BARRA DO CHOÇA - BAHIA - CONSULTORIA/EXTENSÃO RURAL

EM 04/12/2011

Ubirajara Amorim
Barra do Choça-BA.

Caro Rufino,
Gostei muito deste artigo, e concordo com voce, precisamos de mais apoio tecnologico tanto do área governamental quanto privada para tornar a cafeicultura de montanha sustentavel, mas isto só ira acontecer se houver uma organização das regiões produtoras de cafe de montanha.
REINALDO FORESTI JUNIOR

CAMPANHA - MINAS GERAIS - PRODUÇÃO DE CAFÉ

EM 03/12/2011

¨Quem não tem competência, não se estabeleça¨. Passa-se mais de cem anos que os nossos produtores de café labutam na atividade em localidades diferentes de solo altitude, clima e tradição na produção deste importante alavancador de nossa história econômica, financeira e social. O Prof.Rufino, como sempre acontece, ao manifestar-se técnica e profissionalmente em assuntos de sua alta competência, ensina-nos o caminho das pedras. Cumprimento-o pelo excelente artigo em foco e ensinamentos transmitidos, que acredito serem bem vindos e apreciados pela classe produtora de café e demais envolvidos no assunto. Como exemplo de competência estabelecida, tenho lido e constado em inúmeros artigos do CaféPoint e outros importantes canais de comunicação o sucesso obtido por pequenos, médios e grandes empresários na atividade cafeeira e resultados de alta qualidade em regiões mais elevadas dos estado de Minas Gerais e São Paulo para os cafés arábicas.

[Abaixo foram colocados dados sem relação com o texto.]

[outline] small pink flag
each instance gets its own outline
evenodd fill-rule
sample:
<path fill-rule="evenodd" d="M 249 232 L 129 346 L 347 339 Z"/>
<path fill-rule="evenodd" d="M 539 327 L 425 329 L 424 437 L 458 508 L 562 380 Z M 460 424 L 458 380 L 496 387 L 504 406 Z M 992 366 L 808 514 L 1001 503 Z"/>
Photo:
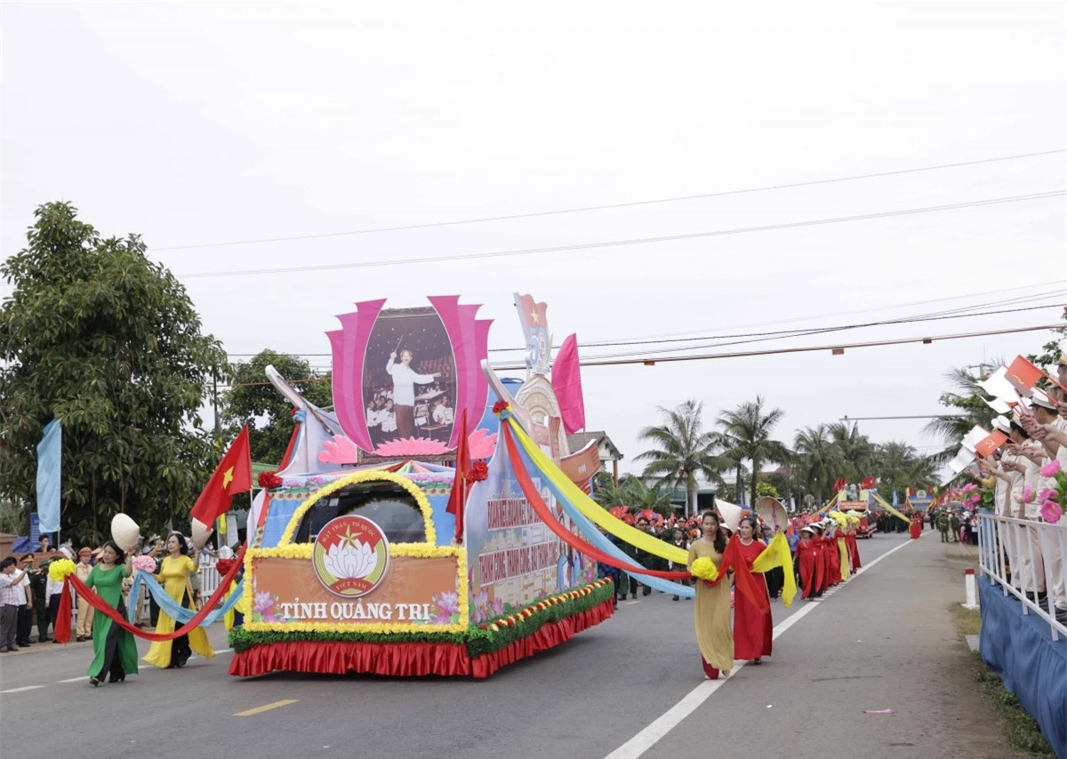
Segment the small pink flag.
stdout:
<path fill-rule="evenodd" d="M 559 401 L 563 430 L 568 435 L 586 429 L 586 402 L 582 394 L 582 370 L 578 366 L 578 336 L 563 340 L 552 365 L 552 387 Z"/>

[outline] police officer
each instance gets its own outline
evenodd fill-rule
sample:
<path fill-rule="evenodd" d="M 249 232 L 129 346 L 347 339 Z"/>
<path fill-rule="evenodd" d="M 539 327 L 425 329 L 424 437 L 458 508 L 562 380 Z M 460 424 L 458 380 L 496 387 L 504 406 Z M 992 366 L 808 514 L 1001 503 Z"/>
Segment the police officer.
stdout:
<path fill-rule="evenodd" d="M 43 562 L 29 572 L 30 588 L 33 591 L 33 608 L 37 612 L 37 642 L 47 643 L 48 637 L 48 604 L 45 602 L 45 586 L 48 584 L 48 562 Z"/>

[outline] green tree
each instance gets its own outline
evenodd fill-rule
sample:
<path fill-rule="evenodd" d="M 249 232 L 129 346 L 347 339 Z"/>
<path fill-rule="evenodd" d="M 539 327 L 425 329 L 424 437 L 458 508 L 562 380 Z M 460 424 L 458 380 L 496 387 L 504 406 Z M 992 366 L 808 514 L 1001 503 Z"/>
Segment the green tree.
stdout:
<path fill-rule="evenodd" d="M 937 467 L 929 456 L 920 456 L 914 448 L 903 441 L 876 446 L 875 475 L 878 492 L 889 500 L 893 490 L 903 495 L 905 488 L 928 488 L 936 482 Z"/>
<path fill-rule="evenodd" d="M 755 483 L 755 495 L 761 498 L 763 496 L 770 496 L 771 498 L 782 497 L 778 488 L 765 480 L 760 480 L 760 482 Z"/>
<path fill-rule="evenodd" d="M 225 354 L 140 237 L 101 238 L 66 203 L 34 216 L 27 247 L 0 265 L 15 286 L 0 306 L 0 496 L 33 504 L 36 445 L 57 418 L 64 533 L 99 542 L 117 512 L 177 526 L 209 473 L 197 411 Z"/>
<path fill-rule="evenodd" d="M 670 498 L 670 492 L 660 492 L 655 487 L 649 487 L 640 478 L 633 474 L 623 477 L 618 485 L 608 478 L 607 482 L 593 494 L 593 499 L 605 508 L 612 506 L 626 506 L 632 511 L 651 508 L 664 516 L 672 511 Z"/>
<path fill-rule="evenodd" d="M 760 468 L 768 462 L 784 463 L 790 457 L 790 450 L 783 443 L 770 439 L 785 411 L 771 408 L 764 413 L 763 404 L 763 395 L 757 395 L 754 402 L 747 401 L 732 411 L 722 411 L 716 422 L 721 429 L 719 441 L 726 447 L 727 455 L 732 461 L 747 461 L 752 469 L 750 505 L 755 503 Z"/>
<path fill-rule="evenodd" d="M 829 426 L 830 439 L 838 449 L 841 475 L 848 482 L 859 482 L 871 475 L 874 466 L 874 443 L 860 434 L 859 424 L 834 422 Z"/>
<path fill-rule="evenodd" d="M 292 406 L 267 381 L 266 369 L 273 366 L 286 380 L 316 380 L 297 387 L 310 403 L 320 408 L 332 404 L 330 375 L 312 370 L 303 358 L 270 349 L 260 351 L 248 361 L 230 367 L 233 381 L 223 393 L 220 409 L 227 439 L 249 425 L 252 455 L 257 462 L 277 464 L 285 455 L 292 434 Z"/>
<path fill-rule="evenodd" d="M 945 372 L 944 378 L 949 381 L 951 389 L 941 393 L 939 403 L 953 413 L 937 417 L 925 426 L 925 432 L 940 437 L 945 442 L 945 448 L 931 456 L 934 464 L 941 466 L 952 461 L 959 451 L 964 437 L 975 424 L 985 430 L 992 429 L 992 420 L 997 413 L 982 400 L 985 393 L 975 383 L 988 377 L 1001 365 L 1002 361 L 993 360 L 978 367 L 954 367 Z M 972 373 L 972 368 L 977 369 L 977 372 Z"/>
<path fill-rule="evenodd" d="M 644 477 L 654 479 L 659 488 L 684 488 L 686 516 L 697 507 L 698 475 L 721 483 L 722 471 L 729 466 L 716 453 L 716 435 L 704 430 L 703 411 L 704 404 L 692 400 L 670 410 L 659 407 L 663 424 L 638 433 L 638 439 L 654 446 L 637 456 L 637 461 L 648 462 Z"/>
<path fill-rule="evenodd" d="M 797 477 L 805 489 L 819 500 L 830 492 L 833 482 L 841 477 L 841 449 L 833 445 L 826 424 L 807 426 L 793 439 Z"/>

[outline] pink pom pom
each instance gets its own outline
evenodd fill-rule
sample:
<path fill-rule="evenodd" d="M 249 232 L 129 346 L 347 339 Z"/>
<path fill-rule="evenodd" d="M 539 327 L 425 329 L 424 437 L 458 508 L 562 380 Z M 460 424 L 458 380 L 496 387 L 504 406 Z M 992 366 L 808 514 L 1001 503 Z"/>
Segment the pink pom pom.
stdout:
<path fill-rule="evenodd" d="M 141 554 L 140 556 L 133 558 L 133 568 L 140 571 L 148 572 L 149 575 L 156 574 L 156 560 L 152 556 Z"/>

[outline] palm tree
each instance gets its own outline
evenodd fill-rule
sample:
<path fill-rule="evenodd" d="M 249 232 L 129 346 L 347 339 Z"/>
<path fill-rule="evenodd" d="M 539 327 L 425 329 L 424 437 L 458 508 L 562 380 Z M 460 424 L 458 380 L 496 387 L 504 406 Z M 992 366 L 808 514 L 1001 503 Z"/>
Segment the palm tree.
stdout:
<path fill-rule="evenodd" d="M 975 383 L 983 377 L 992 374 L 1001 366 L 1002 361 L 993 359 L 989 364 L 984 364 L 978 369 L 978 374 L 971 374 L 968 368 L 954 367 L 945 372 L 944 377 L 949 381 L 951 390 L 941 393 L 940 403 L 942 406 L 955 408 L 959 414 L 945 414 L 930 421 L 923 432 L 940 436 L 947 448 L 940 453 L 936 453 L 931 458 L 937 465 L 950 462 L 959 450 L 959 442 L 975 424 L 980 424 L 986 430 L 996 415 L 982 399 L 985 393 L 975 386 Z"/>
<path fill-rule="evenodd" d="M 859 482 L 871 474 L 874 464 L 874 445 L 866 435 L 860 435 L 859 424 L 834 422 L 829 426 L 830 438 L 841 453 L 842 474 L 849 482 Z"/>
<path fill-rule="evenodd" d="M 797 473 L 809 492 L 823 500 L 824 488 L 839 477 L 842 470 L 841 449 L 833 445 L 826 424 L 805 427 L 793 439 Z"/>
<path fill-rule="evenodd" d="M 653 448 L 637 456 L 648 462 L 644 477 L 654 478 L 658 487 L 671 490 L 684 487 L 685 514 L 697 507 L 697 475 L 707 482 L 722 482 L 721 472 L 727 462 L 716 452 L 716 436 L 704 430 L 704 404 L 686 401 L 672 410 L 659 407 L 663 424 L 647 426 L 638 439 L 648 440 Z"/>
<path fill-rule="evenodd" d="M 720 440 L 732 452 L 733 459 L 746 459 L 752 468 L 749 505 L 755 503 L 760 467 L 767 462 L 785 463 L 791 455 L 784 445 L 770 439 L 771 431 L 785 416 L 785 411 L 771 408 L 764 414 L 763 402 L 763 395 L 757 395 L 754 402 L 747 401 L 732 411 L 722 411 L 716 421 L 722 430 Z"/>
<path fill-rule="evenodd" d="M 610 478 L 601 485 L 593 494 L 593 500 L 605 508 L 611 506 L 627 506 L 630 508 L 651 508 L 658 514 L 667 516 L 671 512 L 671 492 L 660 492 L 657 488 L 649 487 L 640 478 L 626 474 L 619 484 Z"/>

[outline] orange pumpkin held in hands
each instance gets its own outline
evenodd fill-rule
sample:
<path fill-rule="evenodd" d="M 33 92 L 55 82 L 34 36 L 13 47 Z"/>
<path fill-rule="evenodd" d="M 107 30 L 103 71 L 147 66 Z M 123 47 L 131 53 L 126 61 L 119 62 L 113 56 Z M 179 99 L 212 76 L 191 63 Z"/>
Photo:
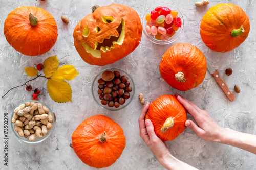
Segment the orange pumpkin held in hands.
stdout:
<path fill-rule="evenodd" d="M 200 25 L 203 41 L 210 49 L 227 52 L 238 47 L 250 31 L 250 22 L 244 11 L 231 4 L 219 4 L 204 15 Z"/>
<path fill-rule="evenodd" d="M 37 56 L 49 51 L 58 36 L 55 20 L 46 10 L 22 6 L 11 12 L 5 20 L 4 33 L 9 43 L 28 56 Z"/>
<path fill-rule="evenodd" d="M 158 137 L 169 141 L 177 137 L 186 128 L 187 114 L 176 96 L 164 95 L 150 104 L 145 119 L 152 122 Z"/>
<path fill-rule="evenodd" d="M 172 46 L 159 65 L 163 79 L 176 89 L 186 91 L 198 86 L 206 74 L 206 60 L 199 49 L 187 43 Z"/>
<path fill-rule="evenodd" d="M 77 24 L 74 43 L 85 62 L 103 66 L 133 52 L 140 42 L 142 31 L 140 18 L 134 9 L 113 4 L 97 8 Z"/>
<path fill-rule="evenodd" d="M 72 147 L 85 164 L 97 168 L 116 162 L 125 147 L 125 137 L 120 126 L 102 115 L 84 120 L 72 135 Z"/>

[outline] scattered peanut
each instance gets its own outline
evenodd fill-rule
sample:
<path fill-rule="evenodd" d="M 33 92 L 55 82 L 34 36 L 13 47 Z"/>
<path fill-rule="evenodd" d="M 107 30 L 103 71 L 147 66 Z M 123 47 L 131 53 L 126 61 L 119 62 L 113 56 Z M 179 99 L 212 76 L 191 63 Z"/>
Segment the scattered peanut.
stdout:
<path fill-rule="evenodd" d="M 31 107 L 30 106 L 28 106 L 25 107 L 24 109 L 19 110 L 17 113 L 19 116 L 22 116 L 24 114 L 28 113 L 31 110 Z"/>
<path fill-rule="evenodd" d="M 140 94 L 139 94 L 139 99 L 140 100 L 140 103 L 141 103 L 142 105 L 144 105 L 145 101 L 144 100 L 143 95 L 142 94 L 142 93 L 140 93 Z"/>
<path fill-rule="evenodd" d="M 46 127 L 46 125 L 42 125 L 42 136 L 46 136 L 46 134 L 47 134 L 47 132 L 48 131 L 47 130 L 47 128 Z"/>
<path fill-rule="evenodd" d="M 14 130 L 16 132 L 18 132 L 18 135 L 20 137 L 24 137 L 24 133 L 23 133 L 23 130 L 22 128 L 19 126 L 14 125 Z"/>
<path fill-rule="evenodd" d="M 66 24 L 68 24 L 69 22 L 69 19 L 65 16 L 61 16 L 61 20 Z"/>
<path fill-rule="evenodd" d="M 35 139 L 37 137 L 37 136 L 36 136 L 36 133 L 32 134 L 32 135 L 30 135 L 29 137 L 29 140 L 30 141 L 33 141 L 35 140 Z"/>
<path fill-rule="evenodd" d="M 19 110 L 21 110 L 25 108 L 25 104 L 21 104 L 19 106 L 17 107 L 14 109 L 14 113 L 18 113 Z"/>
<path fill-rule="evenodd" d="M 202 0 L 201 2 L 197 2 L 195 5 L 197 7 L 202 7 L 204 5 L 209 4 L 209 1 L 208 0 Z"/>
<path fill-rule="evenodd" d="M 46 119 L 48 117 L 48 115 L 47 114 L 43 114 L 42 115 L 37 115 L 33 117 L 32 120 L 42 120 Z"/>
<path fill-rule="evenodd" d="M 240 88 L 237 85 L 234 85 L 234 91 L 236 91 L 237 93 L 239 93 L 240 92 Z"/>

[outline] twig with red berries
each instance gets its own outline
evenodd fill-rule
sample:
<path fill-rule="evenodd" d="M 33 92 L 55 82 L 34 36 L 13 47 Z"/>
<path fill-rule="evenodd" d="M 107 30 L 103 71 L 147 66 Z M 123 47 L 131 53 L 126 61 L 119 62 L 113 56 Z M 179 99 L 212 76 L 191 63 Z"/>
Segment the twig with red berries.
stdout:
<path fill-rule="evenodd" d="M 28 82 L 30 82 L 30 81 L 32 81 L 32 80 L 35 80 L 35 79 L 37 79 L 37 78 L 38 78 L 38 77 L 45 77 L 45 78 L 47 78 L 47 79 L 48 79 L 48 78 L 46 77 L 45 76 L 41 76 L 41 74 L 40 74 L 40 75 L 36 75 L 36 77 L 35 78 L 33 78 L 33 79 L 32 79 L 29 80 L 29 81 L 28 81 L 26 82 L 24 84 L 22 84 L 22 85 L 21 85 L 17 86 L 16 86 L 16 87 L 13 87 L 13 88 L 11 88 L 10 90 L 8 90 L 8 91 L 7 91 L 7 92 L 6 93 L 5 93 L 5 95 L 4 95 L 3 96 L 2 96 L 2 98 L 4 98 L 4 96 L 5 96 L 6 94 L 7 94 L 7 93 L 8 93 L 10 91 L 11 91 L 11 90 L 12 90 L 12 89 L 14 89 L 14 88 L 17 88 L 17 87 L 22 87 L 22 86 L 24 86 L 24 85 L 26 85 L 26 89 L 27 89 L 27 90 L 28 90 L 28 91 L 30 91 L 30 90 L 32 90 L 32 86 L 31 86 L 31 85 L 26 85 L 26 84 L 27 84 L 27 83 L 28 83 Z M 35 90 L 36 90 L 36 89 Z M 37 90 L 38 90 L 38 89 L 37 89 Z M 40 91 L 39 91 L 39 92 L 38 92 L 38 93 L 40 92 Z"/>

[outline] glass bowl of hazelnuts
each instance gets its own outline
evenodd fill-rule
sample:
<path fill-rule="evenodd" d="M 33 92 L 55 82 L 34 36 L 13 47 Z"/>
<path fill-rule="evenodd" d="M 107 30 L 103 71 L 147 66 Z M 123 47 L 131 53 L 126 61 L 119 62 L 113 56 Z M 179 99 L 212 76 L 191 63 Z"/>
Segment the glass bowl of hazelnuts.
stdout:
<path fill-rule="evenodd" d="M 93 80 L 93 99 L 101 107 L 108 110 L 119 110 L 132 102 L 135 92 L 131 76 L 117 68 L 105 69 Z"/>

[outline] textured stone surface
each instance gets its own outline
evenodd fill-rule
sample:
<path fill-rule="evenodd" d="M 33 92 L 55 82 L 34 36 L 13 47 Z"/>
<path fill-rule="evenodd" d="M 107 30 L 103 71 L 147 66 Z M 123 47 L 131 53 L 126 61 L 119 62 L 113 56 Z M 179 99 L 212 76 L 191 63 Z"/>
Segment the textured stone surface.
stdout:
<path fill-rule="evenodd" d="M 218 124 L 223 127 L 256 135 L 256 33 L 255 28 L 255 1 L 210 1 L 209 4 L 196 7 L 196 1 L 174 0 L 169 2 L 183 14 L 184 27 L 180 37 L 171 44 L 159 45 L 150 42 L 143 35 L 139 46 L 125 58 L 105 66 L 90 65 L 82 61 L 73 45 L 73 31 L 76 25 L 91 12 L 91 7 L 98 4 L 107 5 L 121 3 L 134 8 L 142 19 L 146 10 L 160 1 L 123 0 L 118 1 L 88 0 L 10 0 L 2 1 L 0 6 L 0 90 L 3 95 L 9 89 L 29 80 L 24 68 L 41 63 L 48 57 L 57 55 L 60 65 L 74 65 L 80 74 L 69 81 L 72 88 L 73 103 L 57 103 L 49 96 L 46 81 L 42 78 L 31 84 L 41 89 L 45 96 L 38 98 L 57 115 L 57 122 L 50 137 L 44 142 L 29 144 L 19 141 L 9 125 L 9 164 L 3 161 L 2 169 L 93 169 L 84 164 L 69 144 L 71 135 L 83 120 L 96 114 L 105 115 L 120 125 L 126 137 L 126 146 L 120 158 L 106 169 L 163 169 L 151 151 L 139 136 L 138 118 L 143 106 L 137 96 L 143 93 L 145 100 L 152 102 L 161 95 L 173 94 L 177 92 L 206 110 Z M 238 48 L 221 53 L 207 48 L 199 33 L 201 19 L 211 7 L 220 3 L 231 2 L 241 7 L 250 19 L 251 31 L 248 37 Z M 34 6 L 49 11 L 55 18 L 58 37 L 54 46 L 48 53 L 38 57 L 27 56 L 14 50 L 3 34 L 4 23 L 8 14 L 24 5 Z M 64 24 L 61 16 L 70 21 Z M 204 53 L 220 76 L 236 95 L 233 102 L 229 101 L 207 71 L 203 82 L 188 91 L 179 91 L 170 87 L 161 77 L 159 63 L 162 55 L 172 45 L 189 43 Z M 127 107 L 119 111 L 108 111 L 100 108 L 93 100 L 91 86 L 93 78 L 100 70 L 111 67 L 122 68 L 133 78 L 136 85 L 135 97 Z M 225 70 L 233 69 L 227 76 Z M 237 84 L 241 92 L 235 93 Z M 0 134 L 3 138 L 4 113 L 9 114 L 9 120 L 14 107 L 20 103 L 31 99 L 31 93 L 19 87 L 1 99 Z M 191 116 L 188 118 L 193 120 Z M 3 142 L 3 140 L 2 140 Z M 256 155 L 248 152 L 218 143 L 207 142 L 199 138 L 194 132 L 186 129 L 177 138 L 167 142 L 171 153 L 180 160 L 199 169 L 253 169 L 256 168 Z M 3 147 L 2 147 L 3 148 Z M 1 148 L 1 150 L 3 149 Z M 4 153 L 1 152 L 2 159 Z M 1 160 L 2 160 L 1 159 Z"/>

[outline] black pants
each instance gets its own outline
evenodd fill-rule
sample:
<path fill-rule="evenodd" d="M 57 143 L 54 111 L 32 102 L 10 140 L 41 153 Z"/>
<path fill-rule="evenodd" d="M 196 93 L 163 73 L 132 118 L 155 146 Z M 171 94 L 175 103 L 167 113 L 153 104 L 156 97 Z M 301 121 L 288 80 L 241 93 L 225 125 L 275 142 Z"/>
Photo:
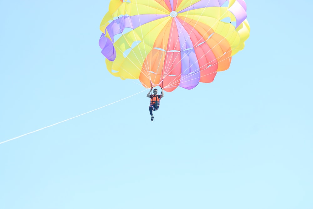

GUMERCINDO FERREIRA PINTO NETO

TREMEMBÉ - SÃO PAULO - CONSULTORIA/EXTENSÃO RURAL

EM 02/12/2011

Prezado José Luis, muito bom seu artigo!
Obrigado pelos esclarecimentos e elucidação quanto ao futuro da cafeicultura de montanha. Começo a enxergar luz no fim deste túnel...
São perfeitas suas considerações quantos aos fatores que impactam nos custos de produzir na montanha.
Mais uma vez, a mão-de-obra é citada como um fator destoante entre os cultivos na montanha e em terras mecanizáveis. Entendo que o produtor perceberá cada vez mais dificuldades de encontrar safristas nas proximidades de sua propriedade, e terá buscá-los cada vez mais longe, aumentando seus custos.
Sabemos das dificuldades de se viver no campo. Acredito que programas que venham agregar renda para as famílias que vivem nas proximidades e que trabalham nas fazendas podem cooperar com a elevação qualidade de vida dessas pessoas e incentivá-las a continuar no campo, aumentando assim a oferta de mão-de-obra e consequentemente colaboração com o exercício da atividade.
Pois além da busca de soluções técnológicas, acredito que o desenvolvimento social destas famílias aumentará as chances de sustentabilidade da cafeicultura de montanha.
Aproveito o espaço, para solicitar ao Cafepoint, colaboradores e leitores, caso tenham
idéias, projetos ou exemplos de como colaborar com a fixação destas famílias no campo, que publiquem em seus comentários.